4 March 2020

2020-an imminent financial crash or will the real estate sector’s fortunes continue to be favourable?

On 25 February, Bisnow hosted a panel discussion on the prospects for UK real estate in 2020. The eminent panel included representatives from Hines, M&G Real Estate, Moorfield Group, Patron Capital Partners and Schroder Real Estate. Here are some key takeaways.

Forecast

  • Bearish forecast – In light of the long-term bull market that we are experiencing and the inflated property prices, the general feeling was that there is potential for a big correction to the market in the near future. The possibility of an imminent financial crash is a concern for investors who continue to invest but are being cautious and deploying capital on a risk-adjusted basis. Could the coronavirus be the black swan event which derails the market? This is yet to be seen but the stock markets are already starting to react negatively. It was clear, however, that the panellists weren’t expecting any Brexit-triggered corrections, although some did feel that we have not seen the full extent of Brexit’s impact on the regions where they anticipate some tough years ahead.
  • Tight supply of quality stock – The availability of prime investment stock will remain tight and vacancy rates low despite strong demand from investors. The high competition for prime stock has resulted in many sellers seeking premiums for their properties. This trend will continue as the shortage of debt available for speculative schemes and the high cost of debt finance will continue to restrict speculative development. Many lenders remain unwilling to take the risk associated with speculative development despite the strong occupier market, and so it was felt that there is a need for more creative lenders and more capital which is available to lend in a flexible way in order to meet the demand.
  • Overseas investors – Whilst some of the panellists thought that overseas investors were scaling back their activity in London and that the Brexit decision has made the UK look more insular and less attractive to overseas investors, others felt, despite the fearfulness surrounding the economy and Brexit, that London will continue to benefit from continued investment from overseas (and Asia in particular) as a result of the weakened pound.
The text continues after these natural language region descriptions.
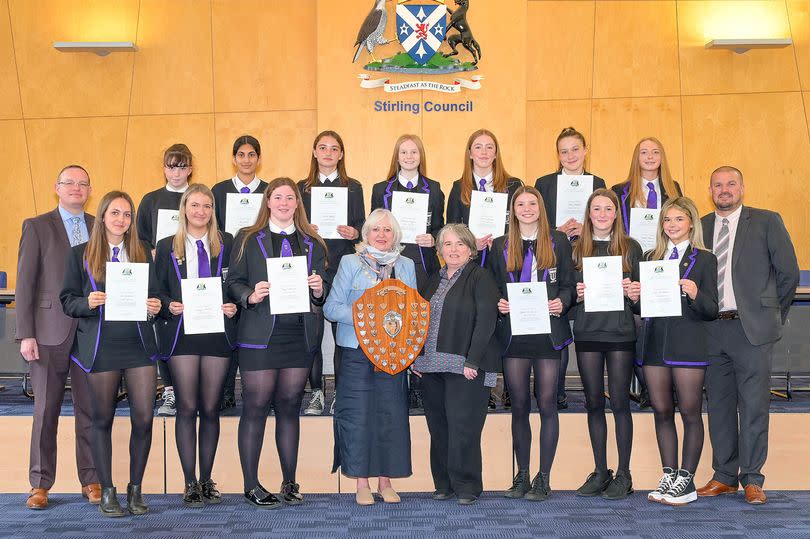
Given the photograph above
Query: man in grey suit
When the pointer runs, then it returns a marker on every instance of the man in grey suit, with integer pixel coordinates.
(46, 334)
(757, 278)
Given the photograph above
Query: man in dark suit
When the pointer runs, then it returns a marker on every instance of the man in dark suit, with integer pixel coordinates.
(757, 278)
(46, 334)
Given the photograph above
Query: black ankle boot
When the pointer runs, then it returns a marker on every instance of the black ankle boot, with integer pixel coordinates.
(520, 485)
(109, 506)
(135, 500)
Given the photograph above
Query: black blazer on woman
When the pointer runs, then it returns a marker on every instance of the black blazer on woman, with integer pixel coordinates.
(547, 185)
(77, 285)
(170, 272)
(681, 340)
(424, 258)
(255, 320)
(608, 326)
(622, 191)
(356, 217)
(469, 316)
(559, 283)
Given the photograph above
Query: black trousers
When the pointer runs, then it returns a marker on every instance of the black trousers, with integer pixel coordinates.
(738, 396)
(455, 409)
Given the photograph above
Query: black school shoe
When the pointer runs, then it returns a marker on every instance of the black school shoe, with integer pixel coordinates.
(262, 499)
(290, 494)
(595, 484)
(620, 487)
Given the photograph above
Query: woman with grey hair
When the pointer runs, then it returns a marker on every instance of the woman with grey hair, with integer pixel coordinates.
(460, 364)
(372, 432)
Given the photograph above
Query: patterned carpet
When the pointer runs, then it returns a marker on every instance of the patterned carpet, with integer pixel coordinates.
(786, 515)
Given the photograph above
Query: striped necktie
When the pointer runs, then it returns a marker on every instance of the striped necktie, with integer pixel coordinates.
(721, 252)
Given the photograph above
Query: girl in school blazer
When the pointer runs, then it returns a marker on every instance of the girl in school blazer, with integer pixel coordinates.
(108, 350)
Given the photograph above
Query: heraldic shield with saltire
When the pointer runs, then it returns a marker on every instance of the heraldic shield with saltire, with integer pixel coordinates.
(421, 29)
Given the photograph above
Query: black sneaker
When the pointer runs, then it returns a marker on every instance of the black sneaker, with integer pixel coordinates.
(259, 497)
(290, 493)
(192, 495)
(210, 493)
(520, 485)
(596, 483)
(540, 490)
(663, 485)
(682, 490)
(620, 487)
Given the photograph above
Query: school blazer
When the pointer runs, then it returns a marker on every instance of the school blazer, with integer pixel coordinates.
(170, 272)
(547, 185)
(256, 322)
(684, 337)
(559, 280)
(622, 191)
(77, 285)
(469, 317)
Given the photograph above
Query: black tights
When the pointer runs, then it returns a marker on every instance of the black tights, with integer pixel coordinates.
(516, 374)
(283, 388)
(141, 395)
(592, 371)
(689, 385)
(198, 388)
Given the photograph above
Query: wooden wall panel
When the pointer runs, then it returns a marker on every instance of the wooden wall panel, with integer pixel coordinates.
(173, 63)
(264, 55)
(618, 125)
(544, 121)
(765, 136)
(559, 52)
(15, 192)
(149, 136)
(706, 71)
(636, 49)
(10, 106)
(56, 84)
(799, 16)
(95, 143)
(286, 139)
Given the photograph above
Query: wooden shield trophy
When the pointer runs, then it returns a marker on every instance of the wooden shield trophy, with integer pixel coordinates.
(391, 322)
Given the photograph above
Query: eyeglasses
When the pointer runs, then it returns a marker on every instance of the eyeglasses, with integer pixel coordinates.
(81, 185)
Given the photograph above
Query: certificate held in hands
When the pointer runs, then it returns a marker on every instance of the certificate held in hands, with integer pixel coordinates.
(528, 308)
(410, 209)
(488, 213)
(660, 291)
(202, 305)
(602, 276)
(330, 209)
(289, 291)
(126, 285)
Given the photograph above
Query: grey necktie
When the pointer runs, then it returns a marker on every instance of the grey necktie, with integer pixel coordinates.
(721, 252)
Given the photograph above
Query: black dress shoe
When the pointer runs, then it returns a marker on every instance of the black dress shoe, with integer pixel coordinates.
(109, 506)
(442, 495)
(210, 494)
(259, 497)
(135, 500)
(192, 495)
(290, 494)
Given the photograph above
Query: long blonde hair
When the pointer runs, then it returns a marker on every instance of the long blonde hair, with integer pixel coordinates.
(97, 252)
(619, 240)
(514, 251)
(634, 175)
(688, 207)
(299, 217)
(393, 168)
(179, 241)
(500, 177)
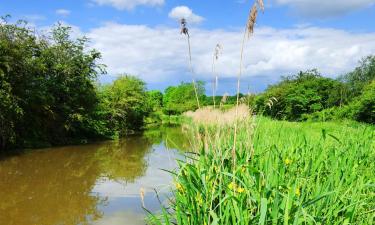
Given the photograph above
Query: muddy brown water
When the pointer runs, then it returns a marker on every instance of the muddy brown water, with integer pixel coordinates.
(95, 184)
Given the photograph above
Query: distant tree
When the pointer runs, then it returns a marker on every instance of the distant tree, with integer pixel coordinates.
(124, 104)
(360, 77)
(304, 93)
(155, 100)
(47, 91)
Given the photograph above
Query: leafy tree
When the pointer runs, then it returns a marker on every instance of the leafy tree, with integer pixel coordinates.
(124, 104)
(47, 94)
(305, 93)
(155, 100)
(360, 77)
They thought that international investors still saw UK commercial real estate as a good home for their capital, and that this would continue through 2020. Many overseas investors deploy a gateway strategy and London will maintain its position as one of the key gateway cities where overseas investors feel comfortable investing.

Trends expected to emerge

  • Impact investment and ESG moving into the mainstream – With the built environment contributing to around 40% of the UK’s carbon emissions, and mounting social and regulatory pressure to tackle climate change perhaps as a result of the “Greta effect”, the hot topic of sustainability will dominate 2020. ESG will be a key commercial driver over the next few years as investors seek a social dividend as well as a financial dividend. Investors and trustees are taking ESG more seriously and, as a result, fund managers are increasingly having to report on “social” criteria. Charlotte Jacques, Head of Sustainability and Impact Investment at Schroder Real Estate, noted that one charity managed by Schroder now has a policy not to invest with companies which do not have ESG initiatives.
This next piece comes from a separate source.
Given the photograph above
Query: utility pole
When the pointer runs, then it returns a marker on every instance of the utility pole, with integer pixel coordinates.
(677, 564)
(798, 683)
    Equally, occupiers are taking a greater interest in the impact real estate can have on the environment; there is evidence that occupiers are willing to pay more for ethical and efficient buildings, and there are tenants with strong covenant strength who will only occupy buildings with “outstanding” BREEAM performance. In 2020, it seems we are likely to see more building, buying and repositioning of assets to make buildings fit for the future.
  • PropTech needed to address sustainability issues – Sustainability is a difficult concept to define. There is a desire within the built environment to “do good” but how do we deliver and measure that? New emerging technologies will help investors and occupiers understand and analyse the sustainability and performance of buildings.
  • Flexible workspace evolution – The trend for flexible office and co-working space will continue to dominate the office market in cities like London with a diverse occupier base (including a large number of start-ups, SMEs and freelancers) which is increasingly seeking shorter leases, well-designed and well-apportioned space, more amenities and services, and immediate connectivity. Traditional landlords will increasingly deliver their own flexible office product to meet the demand for flexibility and service. We have already seen British Land launch its own flexible workspace brand, Storey, and L&G launch Capsule. The challenge for traditional landlords moving into the flexible office space will be the service and hospitality element as in order to operate a successful business, they’ll have to do more than merely provide a space and collect rent.
  • Retail still in decline but logistics/industrial sector on the up – The retail sector will continue to face turmoil through 2020, with panellists arguing that some large shopping centres are beyond repair and should be knocked down and repurposed to industrial or residential schemes. Conversely, and as a consequence of the growth of online shopping which has forced many traditional retailers into administration, the logistics and industrial sector will continue to see strong growth.

Holly is an Associate in our Commercial Real Estate team.